Her short fiction and poetry have appeared in
Asimov’s Science Fiction, Electric Velocipede, Tor.com,
and more. For more information, visit www.erinhoffman.com and Twitter @gryphoness.
Rich Larson
was born in West Africa, has studied in Rhode Island, and at twenty-two now lives in Edmonton, Alberta. He won the 2014 Dell Award and the 2012 Rannu Prize for Writers of Speculative Fiction. In 2011 his cyberpunk novel
Devolution
was a finalist for the Amazon Breakthrough Novel Award. His short work appears or is forthcoming with
Asimov’s, Lightspeed, DSF, Strange Horizons, Apex Magazine, Beneath Ceaseless Skies, AE
and many others, including anthologies
Futuredaze
and
War Stories.
His self-published spec-fic can be found at Amazon.com/author/richlarson.
Yoon Ha Lee’s
fiction has appeared in
Clarkesworld, Tor.com, The Magazine of Fantasy and Science Fiction, Lightspeed,
and other venues. Her collection
Conservation of Shadows
came out from Prime Books in 2013. She lives in Louisiana with her family and has not yet been eaten by gators, cyborg or otherwise.
Ken Liu
(kenliu.name) is an author and translator of speculative fiction, as well as a lawyer and programmer. A winner of the Nebula, Hugo, and World Fantasy Awards, he has been published in
The Magazine of Fantasy & Science Fiction, Asimov’s, Analog, Clarkesworld, Lightspeed,
and
Strange Horizons,
among other places. He lives with his family near Boston, Massachusetts.
Ken’s debut novel,
The Grace of Kings,
the first in a silkpunk epic fantasy series, will be published by Saga Press, Simon & Schuster’s new genre fiction imprint, in April 2015. Saga will also publish a collection of his short stories.
Alex Dally MacFarlane
is a writer, editor and historian. When not researching narrative maps in the legendary traditions of Alexander III of Macedon, she writes stories, found in
Clarkesworld Magazine, Interfictions Online, Strange Horizons, Beneath Ceaseless Skies
and the anthologies
Solaris Rising 3, Gigantic Worlds, Phantasm Japan, Heiresses of Russ 2013: The Year’s Best Lesbian Speculative Fiction
and
The Year’s Best Science Fiction & Fantasy: 2014.
Poetry can be found in
Stone Telling, The Moment of Change and Here, We Cross.
She is the editor of
Aliens: Recent Encounters
(2013) and
The Mammoth Book of SF Stories by Women
(2014).
Greg Mellor
is an Australian author with fifty published short stories. His work has appeared in
Clarkesworld Magazine, Cosmos Magazine
and
Aurealis
as well as several anthologies in Australia and the United States. His debut collection of short SF stories
Wild Chrome
was published in 2012 and his first SF novella
Steel Angels
will be out in 2014.
Greg holds degrees in astrophysics and technology management. He is a member of SFWA. Visit www.gregmellor.com.
Mari Ness
hasn’t quite managed to wire herself directly to her computer, but that’s not for lack of trying. Her poetry and short fiction have appeared in numerous publications, including
Clarkesworld, Tor.com, Apex Magazine, Daily Science Fiction,
and
Strange Horizons.
For a longer list, check out her official blog at marikness.wordpress.com. She lives in central Florida, occasionally twittering about what she’s up to at mari_ness.
Chen Qiufan
(a.k.a. Stanley Chan) was born in Shantou, Guangdong Province. Chan is a science fiction writer, columnist, and online advertising strategist. Since 2004, he has published over thirty stories in venues such as
Science Fiction World, Esquire, Chutzpah!,
many of which are collected in
Thin Code
(2012). His debut novel,
The Waste Tide,
was published in January 2013 and was praised by Liu Cixin as “the pinnacle of near-future SF writing.” The novel is currently being translated into English by Ken Liu.
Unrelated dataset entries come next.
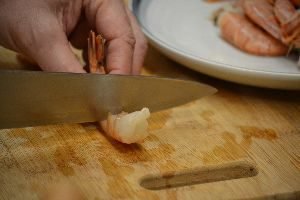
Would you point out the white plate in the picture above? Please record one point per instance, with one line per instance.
(182, 30)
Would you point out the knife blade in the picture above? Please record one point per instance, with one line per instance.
(43, 98)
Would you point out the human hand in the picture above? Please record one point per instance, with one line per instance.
(42, 30)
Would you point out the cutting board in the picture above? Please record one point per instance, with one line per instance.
(242, 142)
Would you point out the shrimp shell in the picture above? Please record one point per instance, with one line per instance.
(289, 19)
(261, 13)
(239, 31)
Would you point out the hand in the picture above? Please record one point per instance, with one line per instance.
(42, 30)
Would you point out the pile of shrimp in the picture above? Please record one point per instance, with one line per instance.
(261, 27)
(125, 127)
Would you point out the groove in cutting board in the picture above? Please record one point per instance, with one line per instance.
(200, 175)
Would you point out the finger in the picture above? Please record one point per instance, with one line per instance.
(141, 45)
(51, 50)
(111, 20)
(78, 37)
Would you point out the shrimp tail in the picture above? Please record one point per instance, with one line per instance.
(240, 32)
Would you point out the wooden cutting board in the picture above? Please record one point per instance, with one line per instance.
(243, 142)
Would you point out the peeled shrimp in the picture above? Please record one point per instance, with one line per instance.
(261, 13)
(127, 127)
(239, 31)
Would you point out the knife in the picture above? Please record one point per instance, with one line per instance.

Chan is the most widely translated young writer of science fiction in China, with his short works translated into English, Italian, Swedish, and Polish and published in
Clarkesworld, Lightspeed, Interzone,
and
F&SF,
among other places. He has won Taiwan’s Dragon Fantasy Award, China’s Galaxy and Nebula Awards, and a Science Fiction & Fantasy Translation Award along with Ken Liu. He lives in Beijing and works for Baidu.